Bouygues racheté par Orange ou Free ?


Depuis l'échec de son PDG, Martin Bouygues, dans le rachat de SFR, le 3e opérateur mobile français est fragilisé. Alors qu'Orange et Free se montrent intéressés, il doit dévoiler sa nouvelle stratégie qui passe par la suppression de 2000 postes.

Les grandes manœuvres dans la téléphonie mobile et fixe française, entamées avec l'arrivée de Free dans le mobile en janvier 2012, sont loin d'être terminées. Aujourd'hui, Bouygues Telecom doit dévoiler sa stratégie de relance, qui doit lui permettre de réaliser 300 millions d'euros d'économies par an à partir de 2016. C'est qu'il y a urgence pour le troisième opérateur, fragilisé après son échec à acheter SFR, et qui pourrait bien être la proie d'Orange ou de Free qui ont tous deux marqué leur intérêt pour un rachat.

Simplifier les offres au maximum

Le plan de restructuration que Bouygues doit présenter en comité central d'entreprise s'articule autour de deux axes forts : une simplification de la gamme de forfaits avec des prix très agressifs ; et la suppression de quelque 1 500 à 2 000 collaborateurs sur un total de 9 000. Sur la simplification de l'offre, Bouygues veut frapper fort en s'inspirant largement des méthodes qui ont fait le succès de Free. Ses futures nouvelles offres – qui doivent rivaliser avec celles en préparation pour la fin de l'année du nouvel ensemble SFR-Numericable – ne seront toutefois pas low-cost. Bouygues souhaite, en effet, conserver son réseau de boutiques qui assure un bon maillage du territoire, et ses centres d'appels. Côté mobile, Bouygues va faire le ménage dans ses forfaits, pléthoriques : entre ceux proposés actuellement et les anciens toujours en cours, l'opérateur compte environ 700 formules différentes… contre quatre pour Free. Pionnier de la 4G aujourd'hui dépassé par Orange, Bouygues espère renouer avec des marges qui n'ont jamais été au rendez-vous…

Côté téléphonie fixe, Bouygues veut poursuivre son offensive lancée en mars avec son offre triple-play (internet, TV, téléphone fixe) à 19,99 €, soit 10 € de moins que le standard historique établi par Free. Bouygues espère ainsi amener ses concurrents sur ce tarif plancher, alors même que ses infrastructures pourraient difficilement supporter une forte demande. «Je déclare la guerre dans l'Internet fixe» lançait, bravache, Martin Bouygues fin 2013. Xavier Niel, le patron de Free, avait rétorqué que la guerre dans le mobile «n'était pas terminée.» Ambiance…

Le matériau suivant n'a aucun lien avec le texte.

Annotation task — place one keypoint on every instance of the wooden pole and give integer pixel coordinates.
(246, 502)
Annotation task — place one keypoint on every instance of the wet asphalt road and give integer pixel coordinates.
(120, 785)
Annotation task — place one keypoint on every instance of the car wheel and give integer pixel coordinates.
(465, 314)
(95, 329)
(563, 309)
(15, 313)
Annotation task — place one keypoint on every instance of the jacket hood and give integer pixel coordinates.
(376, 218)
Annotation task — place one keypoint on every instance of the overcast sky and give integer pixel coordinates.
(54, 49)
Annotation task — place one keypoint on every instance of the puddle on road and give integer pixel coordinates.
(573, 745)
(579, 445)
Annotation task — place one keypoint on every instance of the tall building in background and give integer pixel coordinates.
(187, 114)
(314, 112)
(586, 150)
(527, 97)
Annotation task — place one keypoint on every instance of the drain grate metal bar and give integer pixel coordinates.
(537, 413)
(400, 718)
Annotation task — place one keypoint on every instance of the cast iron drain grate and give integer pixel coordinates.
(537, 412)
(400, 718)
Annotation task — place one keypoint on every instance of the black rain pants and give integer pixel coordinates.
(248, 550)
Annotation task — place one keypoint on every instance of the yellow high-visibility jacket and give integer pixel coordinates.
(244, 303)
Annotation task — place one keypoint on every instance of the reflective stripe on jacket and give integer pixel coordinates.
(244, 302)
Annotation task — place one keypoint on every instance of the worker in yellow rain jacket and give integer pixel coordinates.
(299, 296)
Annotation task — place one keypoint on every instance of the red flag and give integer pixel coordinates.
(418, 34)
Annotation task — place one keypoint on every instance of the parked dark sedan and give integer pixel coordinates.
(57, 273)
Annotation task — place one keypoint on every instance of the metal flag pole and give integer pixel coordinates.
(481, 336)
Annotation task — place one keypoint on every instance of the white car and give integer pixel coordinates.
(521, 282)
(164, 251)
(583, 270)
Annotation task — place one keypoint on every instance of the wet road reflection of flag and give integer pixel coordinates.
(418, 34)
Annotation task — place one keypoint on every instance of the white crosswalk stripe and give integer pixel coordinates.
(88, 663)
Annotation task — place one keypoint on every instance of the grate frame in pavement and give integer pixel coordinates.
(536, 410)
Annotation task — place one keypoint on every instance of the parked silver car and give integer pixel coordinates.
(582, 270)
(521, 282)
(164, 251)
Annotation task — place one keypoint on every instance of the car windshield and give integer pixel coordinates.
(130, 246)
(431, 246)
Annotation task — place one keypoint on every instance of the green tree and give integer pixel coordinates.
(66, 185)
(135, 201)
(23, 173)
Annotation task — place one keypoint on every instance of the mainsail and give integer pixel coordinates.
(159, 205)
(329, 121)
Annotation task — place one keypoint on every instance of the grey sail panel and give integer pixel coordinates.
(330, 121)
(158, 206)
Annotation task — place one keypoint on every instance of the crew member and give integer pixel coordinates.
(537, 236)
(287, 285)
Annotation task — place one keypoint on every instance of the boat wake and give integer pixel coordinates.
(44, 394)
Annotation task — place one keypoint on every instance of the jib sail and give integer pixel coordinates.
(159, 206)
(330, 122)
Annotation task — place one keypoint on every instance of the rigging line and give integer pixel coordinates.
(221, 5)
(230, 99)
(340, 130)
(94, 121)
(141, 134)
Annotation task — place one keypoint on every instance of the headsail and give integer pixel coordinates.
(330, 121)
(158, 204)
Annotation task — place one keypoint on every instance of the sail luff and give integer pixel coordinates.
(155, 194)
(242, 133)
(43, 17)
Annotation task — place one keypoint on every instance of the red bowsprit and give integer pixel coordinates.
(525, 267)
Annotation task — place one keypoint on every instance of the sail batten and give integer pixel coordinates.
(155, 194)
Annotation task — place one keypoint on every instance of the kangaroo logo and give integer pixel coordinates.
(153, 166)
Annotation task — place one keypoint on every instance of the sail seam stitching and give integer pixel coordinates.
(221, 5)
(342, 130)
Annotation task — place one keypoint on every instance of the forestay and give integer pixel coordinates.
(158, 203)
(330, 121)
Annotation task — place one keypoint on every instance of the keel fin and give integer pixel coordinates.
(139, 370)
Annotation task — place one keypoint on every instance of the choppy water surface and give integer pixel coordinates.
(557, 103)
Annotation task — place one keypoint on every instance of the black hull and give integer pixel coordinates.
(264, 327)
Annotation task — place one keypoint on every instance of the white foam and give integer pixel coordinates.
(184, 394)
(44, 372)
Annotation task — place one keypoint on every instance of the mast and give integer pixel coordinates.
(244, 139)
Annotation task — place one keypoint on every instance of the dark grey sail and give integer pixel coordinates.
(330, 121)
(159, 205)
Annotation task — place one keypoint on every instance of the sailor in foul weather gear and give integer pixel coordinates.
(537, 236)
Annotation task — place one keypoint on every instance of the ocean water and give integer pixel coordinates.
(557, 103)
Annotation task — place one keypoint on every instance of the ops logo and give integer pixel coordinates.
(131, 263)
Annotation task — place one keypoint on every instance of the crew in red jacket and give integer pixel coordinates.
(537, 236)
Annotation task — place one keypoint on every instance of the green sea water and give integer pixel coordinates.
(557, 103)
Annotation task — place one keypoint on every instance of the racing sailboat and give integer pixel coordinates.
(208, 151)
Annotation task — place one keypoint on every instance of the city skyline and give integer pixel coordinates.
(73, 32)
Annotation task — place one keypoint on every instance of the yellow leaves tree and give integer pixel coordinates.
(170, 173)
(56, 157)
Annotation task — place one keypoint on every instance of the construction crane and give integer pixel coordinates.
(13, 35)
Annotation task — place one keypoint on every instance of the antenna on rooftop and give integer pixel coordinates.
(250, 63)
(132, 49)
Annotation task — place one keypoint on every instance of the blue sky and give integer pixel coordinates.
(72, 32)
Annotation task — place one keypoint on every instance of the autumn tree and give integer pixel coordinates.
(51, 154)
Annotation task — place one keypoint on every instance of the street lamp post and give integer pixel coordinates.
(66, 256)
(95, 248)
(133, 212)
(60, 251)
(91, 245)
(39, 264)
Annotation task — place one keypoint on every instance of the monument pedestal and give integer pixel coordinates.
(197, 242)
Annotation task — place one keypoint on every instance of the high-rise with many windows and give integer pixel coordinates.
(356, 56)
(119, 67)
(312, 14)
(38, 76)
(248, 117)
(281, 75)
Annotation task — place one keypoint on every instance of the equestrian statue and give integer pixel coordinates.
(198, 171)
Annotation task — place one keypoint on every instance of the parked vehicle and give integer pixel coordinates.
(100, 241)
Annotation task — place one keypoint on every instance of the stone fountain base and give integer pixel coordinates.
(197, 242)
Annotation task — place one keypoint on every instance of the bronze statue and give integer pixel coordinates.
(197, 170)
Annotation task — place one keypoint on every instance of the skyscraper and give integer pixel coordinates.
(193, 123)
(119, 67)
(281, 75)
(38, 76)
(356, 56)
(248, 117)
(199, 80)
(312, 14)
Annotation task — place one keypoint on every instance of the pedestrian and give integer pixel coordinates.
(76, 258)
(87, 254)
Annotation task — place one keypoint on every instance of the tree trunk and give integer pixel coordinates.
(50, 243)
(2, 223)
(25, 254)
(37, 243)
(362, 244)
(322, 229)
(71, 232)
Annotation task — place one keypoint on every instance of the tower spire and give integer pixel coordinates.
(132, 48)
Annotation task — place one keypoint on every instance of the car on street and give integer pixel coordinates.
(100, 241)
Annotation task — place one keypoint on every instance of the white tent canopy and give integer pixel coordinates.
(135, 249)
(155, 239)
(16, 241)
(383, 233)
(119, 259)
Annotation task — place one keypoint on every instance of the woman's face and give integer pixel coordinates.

Mais comme dans toute guerre, des phases de négociations peuvent survenir. Martin Bouygues – qui traitait naguère les gens de Free de «romanichels» voulant s'installer sur ses pelouses – a revu sa position à la faveur de l'épisode du rachat de SFR. Si les deux PDG ne se parlent toujours pas, leurs entourages avaient noué des contacts. La maison mère de Free, Iliad, aurait ainsi offert 4 à 5 milliards à Bouygues pour racheter sa filiale. Bouygues en escomptait 7 à 8 ; du coup les discussions seraient au point mort.

Billard à trois bandes

Bouygues est aussi en contact avec Orange, n° 1 du secteur, qui proposerait un complexe jeu de billard à trois bandes pour éviter les foudres de l'autorité de la concurrence. En substance, Bouygues Telecom serait racheté par Orange pour 6 milliards d'euros. Le Groupe Bouygues entrerait ensuite au capital d'Orange. Puis, une partie du réseau et des fréquences de Bouygues Telecom serait cédée à Free pour 2 milliards d'euros. Partisan d'un rachat de SFR par Bouygues, Arnaud Montebourg, ministre de l'Économie, fait montre cette fois d'une vraie discrétion, mais conserve toujours l'idée d'un retour à trois opérateurs en France. Au final, tout le monde y trouverait alors son compte. Et les consommateurs ? Grands bénéficiaires de l'arrivée de Free, les Français pourraient-ils voir leur abonnement augmenter ? On n'en est pas encore là mais des associations comme l'UFC-Que Choisir ont déjà mis en garde contre toute hausse des prix intempestive.